In 1959, a 23-year-old Ben Lexcen (then known as Bob Miller) designed and built Taipan, a revolutionary lightweight 18-foot skiff that changed the shape of racing skiffs in Australia forever.
Taipan launched a successful design career for Lexcen, culminating in the design of the America’s Cup-winning yacht Australia II in 1983.
A completely new concept for the class, Taipan was designed with a lightweight, vee-shaped hull built from plywood, with overlapping headsails and minimal decking, for only 3 crew. This was almost the complete opposite to the existing fleet of heavy craft with 5 or 6 man crews. It changed lumbering behemoths into the harbour speedsters of today.
The Taipan story captures key elements of the life of its creative designer.
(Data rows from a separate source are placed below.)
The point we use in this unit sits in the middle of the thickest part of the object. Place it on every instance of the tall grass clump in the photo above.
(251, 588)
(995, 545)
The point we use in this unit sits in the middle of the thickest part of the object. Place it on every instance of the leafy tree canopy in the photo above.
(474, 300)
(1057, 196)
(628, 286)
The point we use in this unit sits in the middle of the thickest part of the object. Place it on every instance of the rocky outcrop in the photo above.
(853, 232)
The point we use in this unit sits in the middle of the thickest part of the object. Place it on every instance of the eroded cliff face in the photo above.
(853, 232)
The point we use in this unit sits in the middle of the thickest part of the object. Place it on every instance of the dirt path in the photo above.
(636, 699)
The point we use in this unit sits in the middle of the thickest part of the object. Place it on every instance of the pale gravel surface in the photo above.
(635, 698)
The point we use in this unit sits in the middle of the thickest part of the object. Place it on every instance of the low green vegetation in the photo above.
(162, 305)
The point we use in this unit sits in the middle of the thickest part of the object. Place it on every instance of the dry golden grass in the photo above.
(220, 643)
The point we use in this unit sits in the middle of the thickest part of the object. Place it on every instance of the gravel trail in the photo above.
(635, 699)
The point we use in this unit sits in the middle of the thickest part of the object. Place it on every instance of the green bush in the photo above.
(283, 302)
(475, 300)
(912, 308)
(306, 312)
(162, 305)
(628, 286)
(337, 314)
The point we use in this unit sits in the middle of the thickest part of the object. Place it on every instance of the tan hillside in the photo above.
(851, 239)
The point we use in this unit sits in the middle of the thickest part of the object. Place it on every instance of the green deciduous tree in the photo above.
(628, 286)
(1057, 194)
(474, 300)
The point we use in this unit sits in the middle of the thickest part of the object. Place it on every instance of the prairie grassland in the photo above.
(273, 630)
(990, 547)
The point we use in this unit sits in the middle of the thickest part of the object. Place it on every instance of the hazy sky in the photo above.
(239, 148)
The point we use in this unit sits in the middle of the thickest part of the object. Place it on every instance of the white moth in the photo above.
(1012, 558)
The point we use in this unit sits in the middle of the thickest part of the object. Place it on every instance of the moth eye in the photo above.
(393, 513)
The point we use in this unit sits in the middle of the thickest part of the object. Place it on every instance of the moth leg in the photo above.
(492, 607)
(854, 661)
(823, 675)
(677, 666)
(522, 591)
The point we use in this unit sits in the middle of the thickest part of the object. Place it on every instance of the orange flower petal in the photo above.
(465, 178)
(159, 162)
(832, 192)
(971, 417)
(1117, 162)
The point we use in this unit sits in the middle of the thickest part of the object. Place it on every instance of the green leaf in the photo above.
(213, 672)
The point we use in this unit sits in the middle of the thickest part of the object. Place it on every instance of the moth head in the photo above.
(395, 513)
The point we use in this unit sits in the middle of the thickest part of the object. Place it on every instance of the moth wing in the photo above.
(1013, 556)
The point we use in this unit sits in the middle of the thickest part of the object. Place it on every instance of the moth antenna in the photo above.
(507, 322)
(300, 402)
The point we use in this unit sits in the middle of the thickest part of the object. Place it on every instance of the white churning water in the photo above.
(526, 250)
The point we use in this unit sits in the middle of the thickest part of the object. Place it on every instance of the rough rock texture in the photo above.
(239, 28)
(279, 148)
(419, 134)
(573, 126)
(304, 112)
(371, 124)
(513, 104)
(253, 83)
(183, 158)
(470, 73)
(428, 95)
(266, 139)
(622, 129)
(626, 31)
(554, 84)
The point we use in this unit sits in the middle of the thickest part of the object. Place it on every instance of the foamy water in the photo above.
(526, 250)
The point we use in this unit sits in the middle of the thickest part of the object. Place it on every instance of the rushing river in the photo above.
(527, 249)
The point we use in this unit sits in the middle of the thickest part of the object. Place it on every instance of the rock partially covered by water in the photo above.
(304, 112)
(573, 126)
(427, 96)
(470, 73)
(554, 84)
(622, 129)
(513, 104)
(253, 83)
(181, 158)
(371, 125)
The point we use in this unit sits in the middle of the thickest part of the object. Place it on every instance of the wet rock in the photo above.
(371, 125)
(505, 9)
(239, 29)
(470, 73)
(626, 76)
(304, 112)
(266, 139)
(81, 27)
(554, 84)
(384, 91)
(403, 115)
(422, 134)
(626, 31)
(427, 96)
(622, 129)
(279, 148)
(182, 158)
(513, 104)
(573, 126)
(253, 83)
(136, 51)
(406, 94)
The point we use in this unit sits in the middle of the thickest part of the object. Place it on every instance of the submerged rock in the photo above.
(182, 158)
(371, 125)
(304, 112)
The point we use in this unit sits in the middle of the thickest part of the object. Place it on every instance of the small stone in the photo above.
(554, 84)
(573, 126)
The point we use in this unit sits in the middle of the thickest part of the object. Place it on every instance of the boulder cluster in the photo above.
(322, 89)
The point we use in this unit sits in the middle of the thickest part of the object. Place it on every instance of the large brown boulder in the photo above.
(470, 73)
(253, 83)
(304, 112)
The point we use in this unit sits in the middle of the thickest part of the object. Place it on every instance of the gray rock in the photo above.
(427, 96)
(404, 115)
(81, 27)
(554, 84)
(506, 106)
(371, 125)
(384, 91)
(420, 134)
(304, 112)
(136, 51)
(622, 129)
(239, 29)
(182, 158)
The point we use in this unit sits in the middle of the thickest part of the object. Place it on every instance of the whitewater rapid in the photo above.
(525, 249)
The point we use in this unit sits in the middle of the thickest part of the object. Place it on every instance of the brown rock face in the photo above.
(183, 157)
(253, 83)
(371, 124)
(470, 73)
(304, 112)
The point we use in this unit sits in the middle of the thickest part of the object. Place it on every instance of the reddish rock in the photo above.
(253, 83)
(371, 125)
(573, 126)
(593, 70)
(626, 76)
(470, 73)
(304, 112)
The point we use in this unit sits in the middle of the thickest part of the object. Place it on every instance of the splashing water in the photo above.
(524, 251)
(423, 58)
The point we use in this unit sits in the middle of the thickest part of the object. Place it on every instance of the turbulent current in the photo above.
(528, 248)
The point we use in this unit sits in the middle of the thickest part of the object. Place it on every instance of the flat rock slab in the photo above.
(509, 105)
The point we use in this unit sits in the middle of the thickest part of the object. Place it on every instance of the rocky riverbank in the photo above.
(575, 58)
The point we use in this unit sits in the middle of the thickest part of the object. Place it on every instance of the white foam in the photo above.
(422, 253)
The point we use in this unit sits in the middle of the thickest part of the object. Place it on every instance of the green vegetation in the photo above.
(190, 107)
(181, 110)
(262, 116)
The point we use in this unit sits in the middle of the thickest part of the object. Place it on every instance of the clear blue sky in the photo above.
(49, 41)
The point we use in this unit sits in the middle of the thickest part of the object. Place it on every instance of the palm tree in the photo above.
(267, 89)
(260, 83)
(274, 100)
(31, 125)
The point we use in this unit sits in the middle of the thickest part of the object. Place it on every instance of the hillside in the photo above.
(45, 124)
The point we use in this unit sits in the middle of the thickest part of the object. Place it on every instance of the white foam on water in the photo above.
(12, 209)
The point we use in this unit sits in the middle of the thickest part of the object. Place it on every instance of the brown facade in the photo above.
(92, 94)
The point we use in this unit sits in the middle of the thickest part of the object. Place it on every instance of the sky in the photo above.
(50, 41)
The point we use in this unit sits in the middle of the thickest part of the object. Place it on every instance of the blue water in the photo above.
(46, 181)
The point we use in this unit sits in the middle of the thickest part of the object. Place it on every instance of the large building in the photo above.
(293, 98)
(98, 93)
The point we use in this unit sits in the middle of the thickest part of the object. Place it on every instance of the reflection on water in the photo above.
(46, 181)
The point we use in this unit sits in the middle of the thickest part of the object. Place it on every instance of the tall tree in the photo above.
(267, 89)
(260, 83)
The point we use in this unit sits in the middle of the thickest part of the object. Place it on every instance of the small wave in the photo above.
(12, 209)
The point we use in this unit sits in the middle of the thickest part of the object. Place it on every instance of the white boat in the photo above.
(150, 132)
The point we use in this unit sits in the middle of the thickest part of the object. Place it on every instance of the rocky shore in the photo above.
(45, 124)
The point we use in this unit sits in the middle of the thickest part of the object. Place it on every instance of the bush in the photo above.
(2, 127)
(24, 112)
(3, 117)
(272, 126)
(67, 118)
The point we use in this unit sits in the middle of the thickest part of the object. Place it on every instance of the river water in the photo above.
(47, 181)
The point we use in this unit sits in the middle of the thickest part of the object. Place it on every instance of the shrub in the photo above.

Miller was always ready to experiment with new and original ideas, and not only was the whole concept revolutionary in the class, he also continued his experiments with endplates on the rudder and centreboard.
Taipan leads directly to the winged keel concept of the victorious 12 metre design Australia II, winner of the America's Cup in 1983. This win is considered one of Australia’s most important sporting achievements.
Taipan was donated to the museum in 1986.
In 2007, the Australian sailing community, led by Lexcen's friend, Carl Ryves, contributed pooled funds for the museum to research and restore this design masterpiece.
In mid-October 2007 Taipan sailed again, and looked just as it did when it created a furore in 1960. Taipan is now on permanent display in the museum at Wharf 7.